Side Bend Stretch
The Side Bend Stretch is a great exercise to stretch the side of the upper body, including the obliques, back and hips. This stretch helps improve flexibility and release tension in the upper body, which is beneficial for those who sit a lot or want a stronger, more flexible core.
How to do the Side Bend Stretch correctly
Here's a step-by-step guide to performing the Side Bend Stretch effectively:
- Stand with your feet hip-width apart and your knees slightly bent.
- Stretch the right arm up towards the ceiling and let the left arm rest along the body.
- Lean gently to the left until you feel a stretch along the right side of your upper body.
- Hold the stretch for 20-30 seconds and then repeat on the opposite side.
Typical Side Bend Stretch mistakes
To get the most out of the stretch and avoid injury, you must be aware of the following mistakes:
- Overbending of the spine : Keep the spine straight and avoid bending too far, as this can strain the lower back.
- Shoulder Lifts : Make sure the shoulders are relaxed and lowered so that the stretch is focused on the side of the upper body.
- Too fast movements : Move slowly into the stretch to ensure that the muscles are stretched effectively without the risk of injury.
Variations and adjustments for the Side Bend Stretch
Depending on your flexibility and needs, you can try different variations of the Side Bend Stretch :
- Lying Side Bend Stretch : Sit on the floor with your legs crossed and lean to one side while reaching your arm overhead.

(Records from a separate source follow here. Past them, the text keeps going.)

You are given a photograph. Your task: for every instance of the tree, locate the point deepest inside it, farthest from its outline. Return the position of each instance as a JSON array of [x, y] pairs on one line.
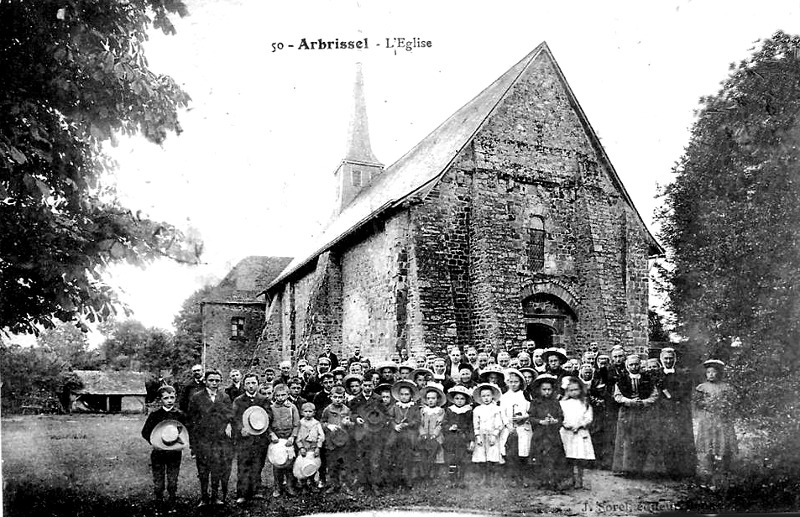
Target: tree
[[189, 331], [73, 75], [732, 222]]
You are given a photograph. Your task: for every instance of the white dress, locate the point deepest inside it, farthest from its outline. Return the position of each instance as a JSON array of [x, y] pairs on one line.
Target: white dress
[[514, 403], [487, 420], [577, 415]]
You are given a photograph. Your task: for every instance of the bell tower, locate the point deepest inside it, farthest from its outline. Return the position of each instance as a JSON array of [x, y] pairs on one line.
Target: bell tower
[[359, 168]]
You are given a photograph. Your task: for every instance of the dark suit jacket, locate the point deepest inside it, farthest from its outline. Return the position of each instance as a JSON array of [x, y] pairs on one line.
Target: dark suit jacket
[[207, 420], [333, 358], [187, 391], [233, 392]]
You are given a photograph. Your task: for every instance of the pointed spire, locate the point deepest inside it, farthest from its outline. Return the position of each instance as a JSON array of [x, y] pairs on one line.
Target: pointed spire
[[358, 145]]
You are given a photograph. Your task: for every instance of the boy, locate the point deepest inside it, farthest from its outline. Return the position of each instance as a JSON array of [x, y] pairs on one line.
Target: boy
[[165, 463], [284, 423], [336, 420], [251, 444], [403, 419], [310, 438]]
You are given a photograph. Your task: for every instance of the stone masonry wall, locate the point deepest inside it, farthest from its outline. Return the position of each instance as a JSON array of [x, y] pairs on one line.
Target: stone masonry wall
[[222, 351]]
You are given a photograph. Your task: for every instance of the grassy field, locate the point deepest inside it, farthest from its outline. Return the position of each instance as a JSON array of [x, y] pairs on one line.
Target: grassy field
[[98, 465]]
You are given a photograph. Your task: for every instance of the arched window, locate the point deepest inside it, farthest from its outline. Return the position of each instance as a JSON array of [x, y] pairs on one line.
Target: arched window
[[536, 234]]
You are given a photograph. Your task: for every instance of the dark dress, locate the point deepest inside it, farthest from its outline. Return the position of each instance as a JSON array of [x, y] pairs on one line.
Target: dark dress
[[550, 465], [675, 433], [635, 423]]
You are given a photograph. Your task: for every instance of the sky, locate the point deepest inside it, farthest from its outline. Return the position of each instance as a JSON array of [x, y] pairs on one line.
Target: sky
[[252, 171]]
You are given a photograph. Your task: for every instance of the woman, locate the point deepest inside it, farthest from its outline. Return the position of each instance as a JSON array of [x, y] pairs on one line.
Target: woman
[[713, 408]]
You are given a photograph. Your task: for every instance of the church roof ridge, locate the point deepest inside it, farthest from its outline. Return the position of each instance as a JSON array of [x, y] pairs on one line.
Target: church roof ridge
[[426, 162]]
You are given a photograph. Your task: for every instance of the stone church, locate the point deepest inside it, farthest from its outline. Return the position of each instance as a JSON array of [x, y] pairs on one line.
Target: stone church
[[506, 223]]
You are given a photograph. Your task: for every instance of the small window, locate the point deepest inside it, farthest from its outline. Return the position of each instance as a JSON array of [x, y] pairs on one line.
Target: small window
[[237, 327]]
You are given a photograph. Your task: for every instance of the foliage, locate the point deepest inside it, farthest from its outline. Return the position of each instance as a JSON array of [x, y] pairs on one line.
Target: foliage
[[75, 76], [189, 331], [731, 221]]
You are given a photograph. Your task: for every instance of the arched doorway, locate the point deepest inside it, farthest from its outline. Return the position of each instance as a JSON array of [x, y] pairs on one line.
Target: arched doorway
[[540, 334]]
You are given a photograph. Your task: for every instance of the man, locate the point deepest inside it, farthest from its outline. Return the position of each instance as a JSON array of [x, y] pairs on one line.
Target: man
[[356, 358], [329, 355], [284, 373], [209, 417], [635, 394], [314, 384], [235, 389], [452, 363], [538, 361], [250, 448], [192, 387], [676, 436]]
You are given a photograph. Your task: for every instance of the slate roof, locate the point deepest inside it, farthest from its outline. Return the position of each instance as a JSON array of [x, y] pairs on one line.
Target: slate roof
[[247, 279], [97, 382], [422, 166]]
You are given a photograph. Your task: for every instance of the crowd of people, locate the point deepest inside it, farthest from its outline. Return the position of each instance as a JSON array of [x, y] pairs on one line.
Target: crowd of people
[[528, 417]]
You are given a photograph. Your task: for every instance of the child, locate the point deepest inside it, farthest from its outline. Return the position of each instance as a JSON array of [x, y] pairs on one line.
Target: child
[[575, 428], [457, 426], [310, 438], [430, 431], [547, 451], [284, 424], [487, 423], [165, 459], [336, 420], [517, 434], [404, 418]]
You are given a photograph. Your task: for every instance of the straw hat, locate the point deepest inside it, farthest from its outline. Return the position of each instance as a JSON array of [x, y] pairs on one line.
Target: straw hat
[[427, 371], [559, 352], [476, 393], [441, 401], [255, 420], [351, 377], [338, 436], [455, 390], [544, 377], [306, 466], [169, 435], [404, 384], [387, 364], [279, 454], [518, 373]]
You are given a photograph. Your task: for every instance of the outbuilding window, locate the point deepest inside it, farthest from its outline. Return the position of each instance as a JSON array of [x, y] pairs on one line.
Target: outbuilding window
[[237, 327]]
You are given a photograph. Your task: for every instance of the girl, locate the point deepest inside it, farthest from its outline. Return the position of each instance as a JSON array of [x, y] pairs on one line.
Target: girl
[[487, 423], [575, 428], [716, 439], [430, 431], [517, 433], [547, 451], [457, 430]]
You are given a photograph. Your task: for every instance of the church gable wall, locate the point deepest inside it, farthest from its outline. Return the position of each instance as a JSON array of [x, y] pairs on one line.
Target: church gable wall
[[536, 170]]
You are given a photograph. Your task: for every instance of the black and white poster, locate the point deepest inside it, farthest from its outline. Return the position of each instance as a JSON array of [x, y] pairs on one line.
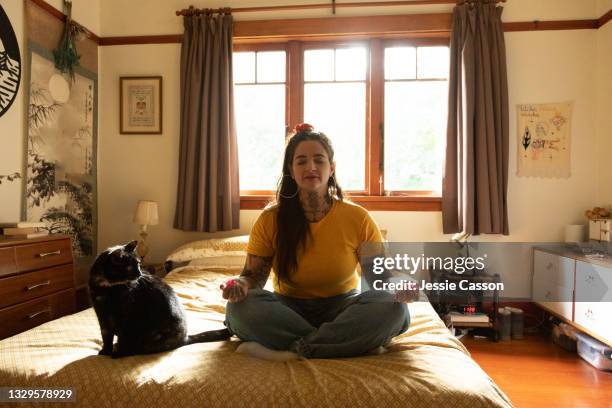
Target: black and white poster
[[10, 63]]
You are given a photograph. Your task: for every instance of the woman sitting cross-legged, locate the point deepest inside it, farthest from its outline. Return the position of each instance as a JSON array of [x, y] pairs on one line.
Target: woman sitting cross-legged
[[312, 240]]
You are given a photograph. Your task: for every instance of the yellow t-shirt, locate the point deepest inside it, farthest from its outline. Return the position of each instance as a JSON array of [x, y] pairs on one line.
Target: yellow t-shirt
[[327, 266]]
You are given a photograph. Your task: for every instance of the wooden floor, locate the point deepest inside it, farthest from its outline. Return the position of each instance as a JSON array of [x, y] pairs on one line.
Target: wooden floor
[[536, 373]]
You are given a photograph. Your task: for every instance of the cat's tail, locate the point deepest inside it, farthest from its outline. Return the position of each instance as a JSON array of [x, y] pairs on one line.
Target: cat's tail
[[211, 335]]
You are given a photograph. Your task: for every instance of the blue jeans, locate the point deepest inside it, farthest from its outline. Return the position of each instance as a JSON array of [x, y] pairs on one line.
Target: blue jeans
[[340, 326]]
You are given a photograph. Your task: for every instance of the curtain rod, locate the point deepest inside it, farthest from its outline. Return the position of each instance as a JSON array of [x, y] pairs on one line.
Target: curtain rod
[[333, 5]]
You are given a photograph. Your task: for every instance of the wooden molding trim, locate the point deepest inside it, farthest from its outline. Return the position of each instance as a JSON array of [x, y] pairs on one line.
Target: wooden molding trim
[[604, 19], [62, 17], [372, 203], [412, 25], [142, 39], [395, 26], [551, 25], [333, 6]]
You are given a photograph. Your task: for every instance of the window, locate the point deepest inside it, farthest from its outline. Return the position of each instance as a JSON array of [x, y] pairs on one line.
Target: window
[[416, 87], [383, 104], [334, 101], [259, 104]]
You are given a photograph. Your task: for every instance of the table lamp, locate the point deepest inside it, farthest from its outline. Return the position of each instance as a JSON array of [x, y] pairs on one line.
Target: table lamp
[[146, 214]]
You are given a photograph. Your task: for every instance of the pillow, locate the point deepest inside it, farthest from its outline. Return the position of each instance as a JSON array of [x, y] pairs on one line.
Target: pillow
[[218, 247], [220, 262]]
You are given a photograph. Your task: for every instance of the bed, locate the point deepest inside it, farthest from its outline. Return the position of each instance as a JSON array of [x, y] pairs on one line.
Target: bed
[[425, 367]]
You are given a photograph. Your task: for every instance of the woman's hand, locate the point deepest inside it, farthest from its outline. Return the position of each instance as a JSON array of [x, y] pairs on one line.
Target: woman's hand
[[407, 295], [235, 290]]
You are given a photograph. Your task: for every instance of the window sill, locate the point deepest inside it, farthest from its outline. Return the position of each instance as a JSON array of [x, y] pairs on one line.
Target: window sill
[[371, 203]]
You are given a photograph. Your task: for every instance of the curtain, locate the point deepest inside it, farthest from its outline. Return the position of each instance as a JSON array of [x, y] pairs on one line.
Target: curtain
[[208, 196], [474, 189]]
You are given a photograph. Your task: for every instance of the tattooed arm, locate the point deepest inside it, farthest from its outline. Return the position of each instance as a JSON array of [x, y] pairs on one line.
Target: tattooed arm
[[254, 276]]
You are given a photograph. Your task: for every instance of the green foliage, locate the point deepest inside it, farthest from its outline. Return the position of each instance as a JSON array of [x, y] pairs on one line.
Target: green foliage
[[41, 183], [9, 177], [62, 222], [66, 56]]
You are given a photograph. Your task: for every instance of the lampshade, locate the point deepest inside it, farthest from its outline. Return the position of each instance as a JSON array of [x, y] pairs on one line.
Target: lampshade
[[146, 213]]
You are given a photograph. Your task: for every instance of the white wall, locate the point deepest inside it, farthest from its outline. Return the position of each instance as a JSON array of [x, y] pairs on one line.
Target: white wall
[[13, 122], [604, 108]]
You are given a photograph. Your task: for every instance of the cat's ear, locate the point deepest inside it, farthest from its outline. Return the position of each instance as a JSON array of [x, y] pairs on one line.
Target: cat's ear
[[131, 246]]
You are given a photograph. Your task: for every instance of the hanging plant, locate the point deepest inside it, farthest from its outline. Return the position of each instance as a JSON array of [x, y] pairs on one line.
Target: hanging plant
[[66, 56]]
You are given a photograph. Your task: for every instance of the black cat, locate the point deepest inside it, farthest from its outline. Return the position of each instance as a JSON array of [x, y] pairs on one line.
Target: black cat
[[140, 309]]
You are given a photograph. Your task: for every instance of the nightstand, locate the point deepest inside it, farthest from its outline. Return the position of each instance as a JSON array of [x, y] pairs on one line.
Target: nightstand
[[449, 300], [37, 282]]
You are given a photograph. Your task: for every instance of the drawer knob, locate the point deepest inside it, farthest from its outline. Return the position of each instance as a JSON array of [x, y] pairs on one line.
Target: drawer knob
[[45, 254], [32, 287], [33, 315]]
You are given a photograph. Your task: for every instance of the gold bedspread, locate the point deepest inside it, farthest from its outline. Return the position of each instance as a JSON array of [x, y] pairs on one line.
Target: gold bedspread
[[426, 367]]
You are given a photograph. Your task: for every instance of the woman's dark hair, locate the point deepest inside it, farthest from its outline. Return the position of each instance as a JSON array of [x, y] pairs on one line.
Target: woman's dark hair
[[292, 225]]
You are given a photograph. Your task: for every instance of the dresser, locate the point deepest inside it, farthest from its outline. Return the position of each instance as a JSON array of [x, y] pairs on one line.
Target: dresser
[[37, 282], [576, 289]]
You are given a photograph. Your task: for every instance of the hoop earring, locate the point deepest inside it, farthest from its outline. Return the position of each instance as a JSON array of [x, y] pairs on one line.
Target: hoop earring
[[297, 189]]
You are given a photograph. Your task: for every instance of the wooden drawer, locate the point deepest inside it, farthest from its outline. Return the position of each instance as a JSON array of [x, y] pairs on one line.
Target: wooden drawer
[[550, 296], [26, 286], [43, 254], [15, 319], [555, 269], [7, 261]]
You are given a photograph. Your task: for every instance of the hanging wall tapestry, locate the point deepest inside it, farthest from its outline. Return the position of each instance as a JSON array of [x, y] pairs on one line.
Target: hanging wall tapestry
[[544, 140], [10, 63], [61, 152]]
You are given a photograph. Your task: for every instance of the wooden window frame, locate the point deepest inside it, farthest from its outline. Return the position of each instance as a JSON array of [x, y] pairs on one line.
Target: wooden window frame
[[371, 198]]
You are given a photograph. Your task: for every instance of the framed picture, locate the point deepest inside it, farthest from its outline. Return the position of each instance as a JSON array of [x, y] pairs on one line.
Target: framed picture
[[140, 105]]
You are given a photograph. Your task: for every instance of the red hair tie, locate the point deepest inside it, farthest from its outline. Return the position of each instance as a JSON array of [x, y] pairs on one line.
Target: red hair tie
[[303, 127]]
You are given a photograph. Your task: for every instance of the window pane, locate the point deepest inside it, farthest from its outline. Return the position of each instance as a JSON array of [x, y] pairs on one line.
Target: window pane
[[338, 110], [400, 63], [244, 67], [271, 66], [415, 130], [350, 64], [433, 62], [319, 65], [260, 120]]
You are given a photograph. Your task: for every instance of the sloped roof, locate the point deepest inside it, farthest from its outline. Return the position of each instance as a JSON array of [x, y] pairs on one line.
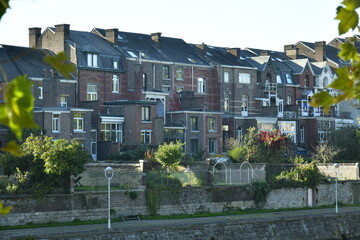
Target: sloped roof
[[25, 60], [167, 49]]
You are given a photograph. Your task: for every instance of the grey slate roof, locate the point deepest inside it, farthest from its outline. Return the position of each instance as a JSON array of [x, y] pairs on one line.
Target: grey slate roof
[[167, 49], [21, 60], [87, 42]]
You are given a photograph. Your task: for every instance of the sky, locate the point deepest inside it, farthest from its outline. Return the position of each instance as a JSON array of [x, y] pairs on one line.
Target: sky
[[263, 24]]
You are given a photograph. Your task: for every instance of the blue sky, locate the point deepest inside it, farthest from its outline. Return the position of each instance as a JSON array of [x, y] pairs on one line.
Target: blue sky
[[266, 24]]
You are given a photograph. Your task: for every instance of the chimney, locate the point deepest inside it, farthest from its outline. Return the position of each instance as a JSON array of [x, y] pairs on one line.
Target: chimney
[[62, 33], [234, 51], [319, 51], [264, 53], [156, 37], [111, 35], [34, 35], [291, 51]]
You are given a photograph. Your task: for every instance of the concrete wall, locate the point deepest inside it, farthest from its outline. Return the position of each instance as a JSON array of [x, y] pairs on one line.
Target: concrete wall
[[188, 200]]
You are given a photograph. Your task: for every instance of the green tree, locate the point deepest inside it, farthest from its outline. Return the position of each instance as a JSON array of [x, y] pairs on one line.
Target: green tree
[[348, 81], [169, 155]]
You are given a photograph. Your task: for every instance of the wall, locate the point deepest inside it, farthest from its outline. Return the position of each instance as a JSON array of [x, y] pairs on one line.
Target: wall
[[188, 200]]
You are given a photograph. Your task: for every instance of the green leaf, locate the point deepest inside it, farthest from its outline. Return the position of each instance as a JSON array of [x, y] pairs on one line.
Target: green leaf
[[348, 52], [4, 5], [13, 148], [351, 4], [16, 112], [61, 64], [348, 19]]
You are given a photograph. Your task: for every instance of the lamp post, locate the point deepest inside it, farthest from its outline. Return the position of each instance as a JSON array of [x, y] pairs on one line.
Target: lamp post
[[336, 170], [109, 173]]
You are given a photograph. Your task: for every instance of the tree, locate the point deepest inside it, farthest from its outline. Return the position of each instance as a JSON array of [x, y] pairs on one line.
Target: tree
[[169, 155], [348, 81]]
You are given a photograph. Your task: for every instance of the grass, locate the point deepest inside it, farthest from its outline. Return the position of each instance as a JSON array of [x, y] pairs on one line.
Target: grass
[[179, 216]]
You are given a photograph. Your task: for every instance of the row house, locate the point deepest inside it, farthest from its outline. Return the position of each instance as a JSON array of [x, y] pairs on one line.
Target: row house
[[55, 110]]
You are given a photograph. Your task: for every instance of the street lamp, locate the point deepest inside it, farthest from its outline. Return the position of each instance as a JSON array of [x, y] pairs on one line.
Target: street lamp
[[109, 173], [336, 170]]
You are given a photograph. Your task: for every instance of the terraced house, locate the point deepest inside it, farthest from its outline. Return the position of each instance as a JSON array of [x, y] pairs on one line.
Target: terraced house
[[133, 88]]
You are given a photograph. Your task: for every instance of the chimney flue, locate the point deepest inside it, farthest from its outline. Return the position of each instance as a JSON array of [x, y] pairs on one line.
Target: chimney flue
[[156, 36]]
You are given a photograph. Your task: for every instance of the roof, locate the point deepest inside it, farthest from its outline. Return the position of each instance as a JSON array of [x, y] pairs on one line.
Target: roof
[[22, 60], [132, 45]]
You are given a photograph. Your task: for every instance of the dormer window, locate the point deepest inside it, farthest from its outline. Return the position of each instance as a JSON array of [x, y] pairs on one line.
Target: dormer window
[[92, 60]]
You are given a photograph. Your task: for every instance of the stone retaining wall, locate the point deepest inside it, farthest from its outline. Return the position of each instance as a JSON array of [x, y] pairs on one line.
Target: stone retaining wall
[[189, 200]]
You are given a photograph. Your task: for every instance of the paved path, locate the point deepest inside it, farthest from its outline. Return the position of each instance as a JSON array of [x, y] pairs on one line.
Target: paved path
[[146, 225]]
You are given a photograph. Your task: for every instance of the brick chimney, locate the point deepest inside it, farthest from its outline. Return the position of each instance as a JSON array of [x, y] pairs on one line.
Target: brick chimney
[[34, 35], [291, 51], [319, 51], [111, 35], [62, 33], [234, 51], [156, 36]]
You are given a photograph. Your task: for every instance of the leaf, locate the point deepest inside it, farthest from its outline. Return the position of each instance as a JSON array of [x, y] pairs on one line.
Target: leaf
[[322, 99], [348, 52], [348, 19], [351, 4], [4, 5], [16, 112], [13, 148], [60, 63], [4, 211]]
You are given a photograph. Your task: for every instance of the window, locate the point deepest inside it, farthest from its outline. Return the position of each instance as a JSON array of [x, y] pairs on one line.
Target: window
[[91, 92], [245, 103], [325, 82], [179, 73], [288, 100], [64, 100], [244, 78], [145, 113], [226, 77], [194, 144], [111, 132], [146, 136], [40, 93], [92, 60], [179, 88], [201, 85], [302, 134], [115, 84], [212, 124], [116, 63], [78, 122], [166, 73], [226, 102], [56, 123], [212, 145], [288, 78], [194, 124]]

This provides a more supported stretch.
- Side Bend with Wall : Stand with your back against a wall and extend one arm upwards while bending to the side. This helps keep the body in a stable position.
Rehearsals and recommendations
Hold each side for 20-30 seconds and repeat 2-3 times. Perform the exercise daily or after training to improve upper body flexibility and reduce tension.
Breathing during the exercise
Remember to breathe calmly throughout the stretch. Breathe in as you enter the stretch and slowly exhale to help the muscles relax and achieve a deeper stretch.